Glad to be contributing to the stats here in The Hub, where, apparently, there are more bloggers per block than anywhere else on earth, including Silly-con Valley, as per this post to the Boston Globe's Daily Business Update. And happy to see our friend, David Weinberger, quoted, possibly the most quotable person I know:
According to OutsideIn.com, a website that tracks neighborhood blogging, Boston was the "bloggiest city" in America for the two-month period of March and April.
Behind Boston were Philadelphia, Pittsburgh, and Washington, D.C.
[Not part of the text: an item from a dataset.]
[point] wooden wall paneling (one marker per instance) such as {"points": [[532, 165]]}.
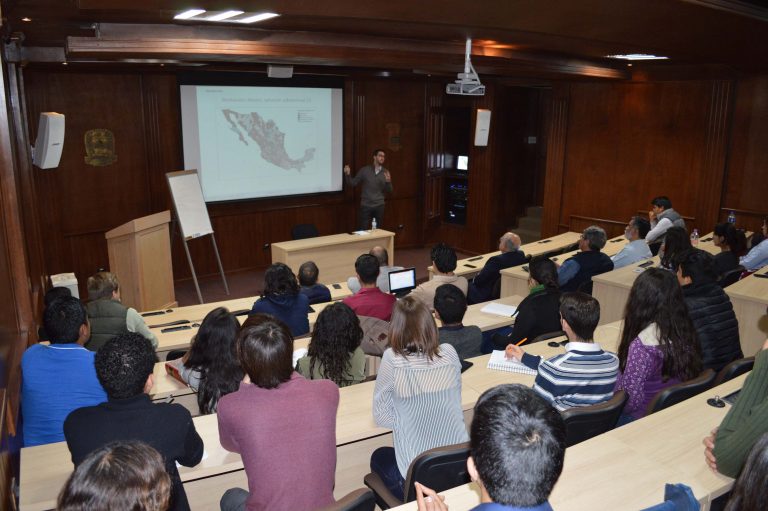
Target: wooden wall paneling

OutsideIn.com says it tracks blogging activity in about 60 urban areas and nearly 3,500 neighborhoods, and it arrived at its rankings through a "blogging quotient" that factors in a metropolitan area's population with the number of blog posts about a specific location.
By that measure, Greater Boston had 89 posts per 100,000 residents, edging out Greater Philadelphia, which had 88 posts, and Greater Pittsburgh, which had 53 posts, Outsidein.com said.
Surprisingly, perhaps, such well-wired metro areas as San Francisco and Seattle were farther down the list, with roughly 40 posts per 100,000 residents, Outsidein.com said.
Why was Greater Boston number one? Outsidein.com chief executive Steven Berlin Johnson offered this theory: Blogs thrive where locals are wired, well-educated, and obsessed with politics, a topic that inspires bloggers to unleash their prose. Another popular blog topic locally: healthcare...
Blogs are such a new phenomenon that methods for tracking blog activity are still in their early stages, said David Weinberger, a fellow at the Berkman Center for Internet & Society at Harvard Law School.
And in seeking to pinpoint blogging hotbeds, he added, raw numbers may not tell the whole story; also relevant are the quality of the content and whether blog posts help build a community.
Still, Weinberger said, "I'm proud to live in the bloggiest city in the universe."